Fordham Failing at Free Speech, FIRE Says




Following controversy at Fordham College at Lincoln Center over the school’s decision to reject a Students for Justice in Palestine (SJP) club approval, the Foundation for Individual Rights in Education (FIRE) has named the school among its “Ten Worst Colleges for Free Speech,” for the first time.

According to its website, FIRE is a nonprofit group which works to “defend and sustain individual rights at America’s colleges and universities… which include freedom of speech, legal equality, due process, religious liberty, and sanctity of conscience–the essential qualities of individual liberty and dignity.” They have published a “10 Worst Colleges for Free Speech” each year since 2011, and are staffed by professors, policy experts and “public intellectuals.”

Listed in no particular order, Fordham University was included along with schools such as Northern Michigan University, for threatening students with disciplinary action for discussing “suicidal or self-destructive thoughts or actions with other students,” the University of Oregon, for intervention with a student newspaper and punishment brought down on a professor who wore blackface during a private Halloween party; Georgetown University, for informing a group of Bernie Sanders supporters that “campus was no place for talking to fellow students about their chosen candidate,” and Harvard University, for “blacklisting” members of off-campus single-gender organizations.

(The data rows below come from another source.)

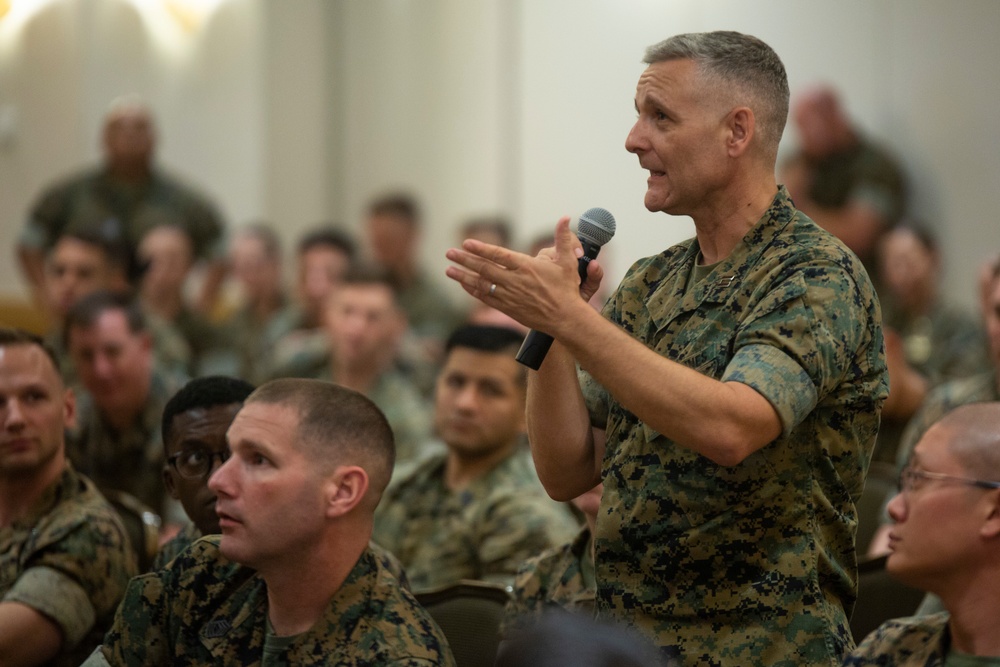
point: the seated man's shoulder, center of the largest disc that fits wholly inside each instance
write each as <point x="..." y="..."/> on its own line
<point x="83" y="520"/>
<point x="900" y="639"/>
<point x="389" y="625"/>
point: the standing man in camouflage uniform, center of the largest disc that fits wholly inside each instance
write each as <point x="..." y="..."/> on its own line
<point x="477" y="510"/>
<point x="739" y="376"/>
<point x="122" y="199"/>
<point x="291" y="581"/>
<point x="946" y="539"/>
<point x="64" y="556"/>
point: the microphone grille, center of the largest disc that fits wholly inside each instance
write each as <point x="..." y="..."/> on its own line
<point x="596" y="225"/>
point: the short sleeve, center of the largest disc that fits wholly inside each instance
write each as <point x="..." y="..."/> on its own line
<point x="58" y="597"/>
<point x="800" y="341"/>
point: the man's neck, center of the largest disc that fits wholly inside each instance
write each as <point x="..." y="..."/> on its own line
<point x="298" y="593"/>
<point x="18" y="494"/>
<point x="461" y="470"/>
<point x="723" y="224"/>
<point x="972" y="622"/>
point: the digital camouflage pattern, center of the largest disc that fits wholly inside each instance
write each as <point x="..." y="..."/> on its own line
<point x="92" y="200"/>
<point x="69" y="559"/>
<point x="920" y="641"/>
<point x="752" y="564"/>
<point x="562" y="577"/>
<point x="942" y="345"/>
<point x="206" y="610"/>
<point x="482" y="532"/>
<point x="130" y="461"/>
<point x="185" y="537"/>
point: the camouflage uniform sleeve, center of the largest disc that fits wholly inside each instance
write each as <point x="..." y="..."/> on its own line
<point x="904" y="642"/>
<point x="518" y="527"/>
<point x="796" y="347"/>
<point x="77" y="575"/>
<point x="139" y="633"/>
<point x="528" y="597"/>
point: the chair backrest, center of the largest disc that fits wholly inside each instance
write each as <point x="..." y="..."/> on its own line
<point x="469" y="614"/>
<point x="880" y="597"/>
<point x="142" y="525"/>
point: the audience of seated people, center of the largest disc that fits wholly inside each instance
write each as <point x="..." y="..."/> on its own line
<point x="116" y="436"/>
<point x="945" y="539"/>
<point x="984" y="386"/>
<point x="65" y="559"/>
<point x="466" y="507"/>
<point x="291" y="580"/>
<point x="477" y="509"/>
<point x="121" y="199"/>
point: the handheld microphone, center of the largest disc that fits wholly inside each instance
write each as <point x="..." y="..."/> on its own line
<point x="595" y="228"/>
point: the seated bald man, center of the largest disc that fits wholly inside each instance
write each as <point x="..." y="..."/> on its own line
<point x="945" y="539"/>
<point x="291" y="580"/>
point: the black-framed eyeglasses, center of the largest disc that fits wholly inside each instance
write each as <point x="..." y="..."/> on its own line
<point x="911" y="475"/>
<point x="196" y="463"/>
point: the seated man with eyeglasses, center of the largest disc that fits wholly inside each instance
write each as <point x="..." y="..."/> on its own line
<point x="946" y="540"/>
<point x="194" y="425"/>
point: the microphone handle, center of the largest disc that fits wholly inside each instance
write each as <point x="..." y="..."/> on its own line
<point x="536" y="344"/>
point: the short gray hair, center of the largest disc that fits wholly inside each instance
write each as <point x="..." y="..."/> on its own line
<point x="750" y="68"/>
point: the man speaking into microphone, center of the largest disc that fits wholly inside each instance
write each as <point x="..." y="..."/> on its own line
<point x="739" y="377"/>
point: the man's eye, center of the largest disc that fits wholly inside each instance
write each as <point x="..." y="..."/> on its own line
<point x="193" y="458"/>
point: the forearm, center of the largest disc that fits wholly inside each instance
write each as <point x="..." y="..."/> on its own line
<point x="559" y="428"/>
<point x="724" y="421"/>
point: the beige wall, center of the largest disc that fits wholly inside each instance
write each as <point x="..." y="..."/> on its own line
<point x="300" y="111"/>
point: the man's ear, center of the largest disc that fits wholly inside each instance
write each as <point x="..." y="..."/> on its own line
<point x="991" y="526"/>
<point x="742" y="126"/>
<point x="346" y="488"/>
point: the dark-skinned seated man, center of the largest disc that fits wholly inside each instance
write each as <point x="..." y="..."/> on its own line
<point x="291" y="579"/>
<point x="195" y="421"/>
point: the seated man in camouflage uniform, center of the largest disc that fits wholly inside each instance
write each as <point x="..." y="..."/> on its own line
<point x="946" y="540"/>
<point x="477" y="510"/>
<point x="194" y="425"/>
<point x="366" y="325"/>
<point x="291" y="580"/>
<point x="116" y="441"/>
<point x="562" y="577"/>
<point x="64" y="556"/>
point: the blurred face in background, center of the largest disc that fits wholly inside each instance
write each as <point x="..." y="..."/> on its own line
<point x="321" y="270"/>
<point x="258" y="274"/>
<point x="393" y="240"/>
<point x="479" y="402"/>
<point x="910" y="270"/>
<point x="34" y="409"/>
<point x="129" y="138"/>
<point x="75" y="269"/>
<point x="365" y="325"/>
<point x="168" y="253"/>
<point x="114" y="363"/>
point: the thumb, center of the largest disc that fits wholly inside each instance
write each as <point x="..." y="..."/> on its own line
<point x="566" y="242"/>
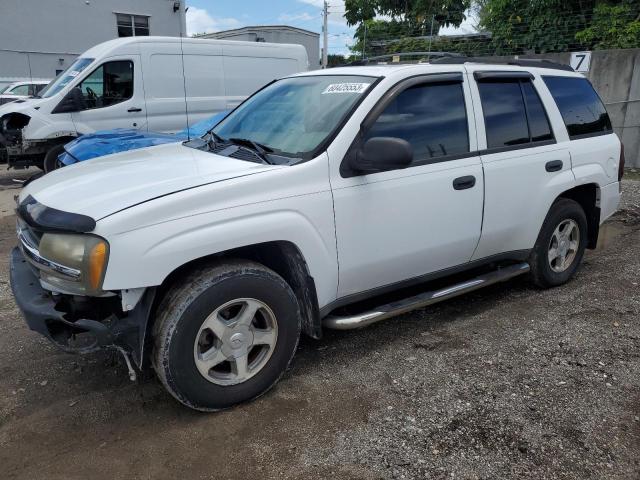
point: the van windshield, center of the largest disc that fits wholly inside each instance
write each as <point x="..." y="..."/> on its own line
<point x="66" y="77"/>
<point x="294" y="116"/>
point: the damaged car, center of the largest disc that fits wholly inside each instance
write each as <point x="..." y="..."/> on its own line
<point x="330" y="199"/>
<point x="108" y="142"/>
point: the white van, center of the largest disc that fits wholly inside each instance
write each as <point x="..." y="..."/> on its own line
<point x="145" y="83"/>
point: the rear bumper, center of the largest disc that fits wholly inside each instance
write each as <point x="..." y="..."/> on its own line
<point x="69" y="331"/>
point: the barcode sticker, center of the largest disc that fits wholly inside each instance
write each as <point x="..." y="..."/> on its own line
<point x="346" y="88"/>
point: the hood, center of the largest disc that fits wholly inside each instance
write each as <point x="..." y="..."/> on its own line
<point x="115" y="182"/>
<point x="107" y="142"/>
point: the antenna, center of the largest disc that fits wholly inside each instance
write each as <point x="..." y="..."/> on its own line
<point x="184" y="84"/>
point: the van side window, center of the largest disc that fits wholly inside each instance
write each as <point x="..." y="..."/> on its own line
<point x="513" y="113"/>
<point x="109" y="84"/>
<point x="582" y="110"/>
<point x="431" y="117"/>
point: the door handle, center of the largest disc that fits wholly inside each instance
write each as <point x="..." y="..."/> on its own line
<point x="553" y="166"/>
<point x="462" y="183"/>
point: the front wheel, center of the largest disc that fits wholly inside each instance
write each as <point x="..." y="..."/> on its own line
<point x="225" y="335"/>
<point x="560" y="245"/>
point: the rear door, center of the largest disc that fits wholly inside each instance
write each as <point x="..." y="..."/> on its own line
<point x="113" y="96"/>
<point x="164" y="87"/>
<point x="399" y="225"/>
<point x="525" y="167"/>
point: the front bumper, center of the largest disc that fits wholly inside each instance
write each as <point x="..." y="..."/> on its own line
<point x="65" y="326"/>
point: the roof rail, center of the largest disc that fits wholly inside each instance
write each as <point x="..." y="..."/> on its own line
<point x="523" y="62"/>
<point x="391" y="57"/>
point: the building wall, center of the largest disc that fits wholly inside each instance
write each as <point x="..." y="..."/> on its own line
<point x="615" y="74"/>
<point x="310" y="42"/>
<point x="35" y="35"/>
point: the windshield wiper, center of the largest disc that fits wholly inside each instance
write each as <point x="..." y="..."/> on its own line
<point x="261" y="150"/>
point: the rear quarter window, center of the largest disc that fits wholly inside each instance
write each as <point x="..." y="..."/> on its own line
<point x="582" y="110"/>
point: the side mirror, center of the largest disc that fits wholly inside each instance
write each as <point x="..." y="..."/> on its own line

FIRE points to Dean of Students Keith Eldredge’s decision not to allow SJP to become a club as an example of particularly “persistent and brazen” “viewpoint-discriminatory” actions by the school. After nonprofit Palestine Legal publicized the decision and Eldredge’s reasoning, FIRE and the National Coalition Against Censorship (NCAC) sent a letter to Fordham demanding that the university recognize SJP and accusing the school of straying from its stated commitments to free expression on campus. Fordham has continued to stand by the decision and has sanctioned SJP organizer Sapphira Lurie, FCLC ’17, on charges of violating “University regulations pertaining to the Demonstration Policy” in relation to an unauthorized rally. Her hearing came under fire after Eldredge decreed that it could only be a closed-door meeting, and ultimately her sanction was decided without a hearing.

The school is accused of “persistent refusal to live up to the promises it makes to its students.”

Eldredge said of the list, “I think [FIRE has] a motive to get the headlines. I would disagree with their assessment but they have the right to their opinion and the right to make that statement. I didn’t think it was proportionate to the incident, personally.”

“At this point I feel like we’ve given a decision and responded to inquiries about the decision,” Eldredge said. “The decision was made that what [SJP] initially presented was not going to be approved and so coming back with the exact same thing is probably going to get a similar answer.”

“I’m certainly willing to continue conversation about SJP whether it’s the students who requested the club or other students that are concerned about Palestinian issues or issues going on in Israel,” he continued.

According to Facebook events, SJP will be holding two open meetings in coming weeks entitled “[Boycotts, Divestment and Sanctions] (BDS) at Universities” and “United States Imperialism, Palestinian Resistance.” Eldredge explained that they were allowed to hold events as long as they were authorized, saying, “Certainly if a group wants to have a demonstration or a rally or an event on campus, as long as they follow the procedures that are outlined like in the demonstration policy, the focus there is really on time, place and manner, not on content.”

The original version of this article misstated the full name of SJP. It has been updated to reflect the correct information.